Well, first of all, just to clarify, I was asking a question, not a statement. I recently ordered a HPC server for my company, we're using caffe to train/detect very large sets.
I went with the K80, the company we ordered it from charged us $4400 for the card, so there must be a good amount of markup that can be negotiated out of it.
I have since read some material comparing the K40 to the 980, giving a slight edge to the 980, which is surprising considering the price points, but I have not yet found any good benchmarks/posts about the K80 vs the 980. The K80 is not just two K40's glued together, as it uses the GK210 tesla chips rather than the GK110. The GK210 is a more advanced chip with more cache and better energy efficiency but I'm really not too sure how it translate into real world performance.
If anybody has any data or perspective on this, I would appreciate it.
Just my 2 cents. I've been trying my scientific computing code (QM/MM, not ML) in a cluster using various configs (6xK40, 4xK80, 6xK20, etc) and the performance I noticed of the K80 is quite strange.
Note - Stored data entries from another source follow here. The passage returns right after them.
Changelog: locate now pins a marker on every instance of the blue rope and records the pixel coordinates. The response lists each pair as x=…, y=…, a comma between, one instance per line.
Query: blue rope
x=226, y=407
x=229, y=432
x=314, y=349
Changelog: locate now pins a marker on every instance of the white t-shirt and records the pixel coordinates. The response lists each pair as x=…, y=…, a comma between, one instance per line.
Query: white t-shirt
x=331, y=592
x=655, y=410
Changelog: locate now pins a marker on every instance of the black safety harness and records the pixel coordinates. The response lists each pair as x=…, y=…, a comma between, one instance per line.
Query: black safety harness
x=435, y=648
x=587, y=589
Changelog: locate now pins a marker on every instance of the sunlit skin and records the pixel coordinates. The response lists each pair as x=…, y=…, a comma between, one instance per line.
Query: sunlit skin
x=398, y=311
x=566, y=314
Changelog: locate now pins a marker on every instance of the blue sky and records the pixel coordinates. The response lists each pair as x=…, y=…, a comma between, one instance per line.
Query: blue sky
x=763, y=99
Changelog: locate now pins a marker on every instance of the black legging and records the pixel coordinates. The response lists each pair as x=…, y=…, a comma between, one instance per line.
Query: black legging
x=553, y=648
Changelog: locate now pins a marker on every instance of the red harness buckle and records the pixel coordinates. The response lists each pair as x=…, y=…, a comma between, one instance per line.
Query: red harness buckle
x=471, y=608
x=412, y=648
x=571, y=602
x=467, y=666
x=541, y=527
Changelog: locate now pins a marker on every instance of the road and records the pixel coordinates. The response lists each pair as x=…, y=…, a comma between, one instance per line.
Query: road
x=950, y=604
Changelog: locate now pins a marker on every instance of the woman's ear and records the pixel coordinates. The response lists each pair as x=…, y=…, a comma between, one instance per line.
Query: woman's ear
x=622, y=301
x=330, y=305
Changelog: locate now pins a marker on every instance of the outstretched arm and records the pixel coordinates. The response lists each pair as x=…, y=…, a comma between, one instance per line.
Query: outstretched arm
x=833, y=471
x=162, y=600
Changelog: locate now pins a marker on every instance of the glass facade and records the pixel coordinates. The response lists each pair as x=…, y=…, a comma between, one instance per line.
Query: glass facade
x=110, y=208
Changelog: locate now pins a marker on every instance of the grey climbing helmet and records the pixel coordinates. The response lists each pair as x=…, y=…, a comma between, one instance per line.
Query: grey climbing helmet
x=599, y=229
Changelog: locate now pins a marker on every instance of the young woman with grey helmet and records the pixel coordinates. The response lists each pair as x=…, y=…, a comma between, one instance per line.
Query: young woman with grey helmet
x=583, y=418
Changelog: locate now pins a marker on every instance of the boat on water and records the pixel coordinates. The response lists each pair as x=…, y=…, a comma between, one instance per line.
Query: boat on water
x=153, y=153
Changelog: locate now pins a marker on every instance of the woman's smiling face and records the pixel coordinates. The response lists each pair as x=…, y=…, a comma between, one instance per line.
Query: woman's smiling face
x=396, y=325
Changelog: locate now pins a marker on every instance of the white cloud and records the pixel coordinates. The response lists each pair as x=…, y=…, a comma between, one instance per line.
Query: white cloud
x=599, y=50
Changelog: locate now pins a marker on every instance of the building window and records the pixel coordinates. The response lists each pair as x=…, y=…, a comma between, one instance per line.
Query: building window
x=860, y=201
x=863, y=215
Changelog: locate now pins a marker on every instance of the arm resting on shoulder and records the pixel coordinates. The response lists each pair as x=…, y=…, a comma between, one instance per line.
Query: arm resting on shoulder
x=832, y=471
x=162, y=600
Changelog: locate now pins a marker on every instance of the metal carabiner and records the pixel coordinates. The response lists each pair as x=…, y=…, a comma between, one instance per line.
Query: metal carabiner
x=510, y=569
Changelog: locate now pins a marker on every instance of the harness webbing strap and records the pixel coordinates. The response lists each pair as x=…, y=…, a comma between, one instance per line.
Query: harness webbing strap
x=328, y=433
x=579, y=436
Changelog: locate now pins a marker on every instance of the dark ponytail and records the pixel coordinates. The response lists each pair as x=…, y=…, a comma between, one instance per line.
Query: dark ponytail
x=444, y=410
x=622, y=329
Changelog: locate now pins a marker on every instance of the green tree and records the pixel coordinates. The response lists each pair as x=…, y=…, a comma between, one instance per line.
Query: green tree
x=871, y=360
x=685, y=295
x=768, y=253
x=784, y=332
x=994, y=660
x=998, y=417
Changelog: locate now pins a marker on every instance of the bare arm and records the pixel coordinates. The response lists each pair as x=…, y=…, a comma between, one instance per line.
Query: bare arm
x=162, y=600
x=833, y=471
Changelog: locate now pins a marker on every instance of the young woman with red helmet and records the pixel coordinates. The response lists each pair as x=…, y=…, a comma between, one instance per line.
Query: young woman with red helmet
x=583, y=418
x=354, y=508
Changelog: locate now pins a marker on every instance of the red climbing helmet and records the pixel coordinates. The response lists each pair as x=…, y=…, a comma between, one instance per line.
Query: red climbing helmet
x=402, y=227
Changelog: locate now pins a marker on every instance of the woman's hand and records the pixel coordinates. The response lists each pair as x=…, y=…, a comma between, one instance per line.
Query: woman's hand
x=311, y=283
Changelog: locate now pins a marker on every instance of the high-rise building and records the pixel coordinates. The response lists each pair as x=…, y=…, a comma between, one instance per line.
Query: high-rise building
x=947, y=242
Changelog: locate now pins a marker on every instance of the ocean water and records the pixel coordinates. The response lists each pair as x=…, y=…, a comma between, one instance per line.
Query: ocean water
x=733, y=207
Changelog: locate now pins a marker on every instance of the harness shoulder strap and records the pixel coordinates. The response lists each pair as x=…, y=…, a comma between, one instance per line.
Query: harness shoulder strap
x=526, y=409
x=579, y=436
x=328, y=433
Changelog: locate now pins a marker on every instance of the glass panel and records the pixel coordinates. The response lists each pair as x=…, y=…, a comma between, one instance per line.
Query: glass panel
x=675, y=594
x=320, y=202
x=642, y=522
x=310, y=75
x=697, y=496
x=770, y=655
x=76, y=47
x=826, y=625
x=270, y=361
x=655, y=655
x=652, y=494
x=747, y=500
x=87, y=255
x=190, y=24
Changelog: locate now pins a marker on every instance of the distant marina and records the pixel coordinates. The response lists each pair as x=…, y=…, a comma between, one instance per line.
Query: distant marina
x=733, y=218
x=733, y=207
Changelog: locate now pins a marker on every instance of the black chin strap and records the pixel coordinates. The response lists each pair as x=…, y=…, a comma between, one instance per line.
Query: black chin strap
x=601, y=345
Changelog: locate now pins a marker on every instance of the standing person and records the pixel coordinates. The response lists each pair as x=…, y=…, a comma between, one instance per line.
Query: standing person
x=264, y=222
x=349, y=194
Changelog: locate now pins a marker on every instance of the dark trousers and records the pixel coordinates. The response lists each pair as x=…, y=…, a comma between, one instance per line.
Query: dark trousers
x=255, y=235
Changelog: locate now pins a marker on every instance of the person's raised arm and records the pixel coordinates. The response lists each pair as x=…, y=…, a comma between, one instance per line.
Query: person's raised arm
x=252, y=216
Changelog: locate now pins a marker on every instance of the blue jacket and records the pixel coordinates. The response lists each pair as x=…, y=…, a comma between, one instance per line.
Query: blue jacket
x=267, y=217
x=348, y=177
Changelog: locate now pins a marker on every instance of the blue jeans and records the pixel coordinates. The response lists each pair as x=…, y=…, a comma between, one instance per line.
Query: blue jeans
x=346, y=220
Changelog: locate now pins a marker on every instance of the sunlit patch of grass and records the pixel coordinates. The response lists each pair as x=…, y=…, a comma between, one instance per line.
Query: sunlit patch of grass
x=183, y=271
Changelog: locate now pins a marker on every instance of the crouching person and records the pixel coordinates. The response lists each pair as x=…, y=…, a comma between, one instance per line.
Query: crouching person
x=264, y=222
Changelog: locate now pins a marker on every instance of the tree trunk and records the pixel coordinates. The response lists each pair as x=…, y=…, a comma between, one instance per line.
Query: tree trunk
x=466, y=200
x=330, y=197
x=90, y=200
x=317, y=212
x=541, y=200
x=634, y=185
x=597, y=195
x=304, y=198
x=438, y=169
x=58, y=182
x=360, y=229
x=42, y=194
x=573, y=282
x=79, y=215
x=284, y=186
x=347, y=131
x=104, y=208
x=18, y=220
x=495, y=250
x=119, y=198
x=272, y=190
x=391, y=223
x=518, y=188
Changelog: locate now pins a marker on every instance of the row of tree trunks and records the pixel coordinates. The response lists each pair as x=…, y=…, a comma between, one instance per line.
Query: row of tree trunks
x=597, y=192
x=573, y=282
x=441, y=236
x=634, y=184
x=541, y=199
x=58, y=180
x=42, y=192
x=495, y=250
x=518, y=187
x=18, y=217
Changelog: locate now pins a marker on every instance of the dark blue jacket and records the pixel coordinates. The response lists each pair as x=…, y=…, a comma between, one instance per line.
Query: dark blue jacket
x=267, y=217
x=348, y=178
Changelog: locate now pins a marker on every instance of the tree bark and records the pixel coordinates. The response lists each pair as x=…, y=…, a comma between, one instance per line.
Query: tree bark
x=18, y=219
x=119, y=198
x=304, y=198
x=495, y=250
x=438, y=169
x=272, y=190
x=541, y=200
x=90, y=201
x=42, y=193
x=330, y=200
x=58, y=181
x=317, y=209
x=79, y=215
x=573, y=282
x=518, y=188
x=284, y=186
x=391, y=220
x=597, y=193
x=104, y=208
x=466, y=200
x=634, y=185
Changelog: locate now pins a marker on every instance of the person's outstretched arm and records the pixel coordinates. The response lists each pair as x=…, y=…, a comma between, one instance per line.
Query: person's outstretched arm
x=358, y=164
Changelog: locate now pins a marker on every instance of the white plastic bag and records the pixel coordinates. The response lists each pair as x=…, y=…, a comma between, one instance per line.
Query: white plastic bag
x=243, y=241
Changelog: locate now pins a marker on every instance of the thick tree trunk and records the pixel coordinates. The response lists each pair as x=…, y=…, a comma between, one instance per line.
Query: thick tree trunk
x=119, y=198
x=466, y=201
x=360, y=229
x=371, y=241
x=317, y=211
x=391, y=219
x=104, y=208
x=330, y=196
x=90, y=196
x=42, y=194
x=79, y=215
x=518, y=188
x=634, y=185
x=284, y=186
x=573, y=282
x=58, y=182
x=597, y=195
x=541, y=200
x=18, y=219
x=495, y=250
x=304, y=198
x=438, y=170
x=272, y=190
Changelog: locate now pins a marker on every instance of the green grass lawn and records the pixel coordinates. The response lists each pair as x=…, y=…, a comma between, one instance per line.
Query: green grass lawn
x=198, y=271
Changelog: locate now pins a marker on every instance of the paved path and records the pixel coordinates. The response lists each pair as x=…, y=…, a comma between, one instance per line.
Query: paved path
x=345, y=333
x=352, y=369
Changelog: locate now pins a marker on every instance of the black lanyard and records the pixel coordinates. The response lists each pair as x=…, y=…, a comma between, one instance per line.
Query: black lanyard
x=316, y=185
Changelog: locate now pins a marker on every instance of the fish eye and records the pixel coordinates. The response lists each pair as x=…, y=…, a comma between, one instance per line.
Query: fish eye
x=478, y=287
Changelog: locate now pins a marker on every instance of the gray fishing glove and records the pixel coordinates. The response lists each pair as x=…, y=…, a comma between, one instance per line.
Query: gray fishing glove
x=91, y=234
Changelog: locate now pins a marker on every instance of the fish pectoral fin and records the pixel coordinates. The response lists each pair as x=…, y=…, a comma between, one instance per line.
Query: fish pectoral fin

I've been using the CUDA_DEVICE 0,1,2,3 of that config and if I try to use more than one logical GPU, the performance is not 1:1, but more like 1:0.6
The only conclusion I've been able to find is that the K80 presents itself as 2 different devices (0,1 or 2,3 in that config) but the performance is not 2x, at all. There is quite a lot of PCI bus contention, hurting badly the performance of my code (as it is just running many <10ms kernels at a time). So far, having 2xK40 seems to be a better value and performance proposition than 1xK80 on the same bus, but the flops/watt aspect of that equation favors greatly the K80.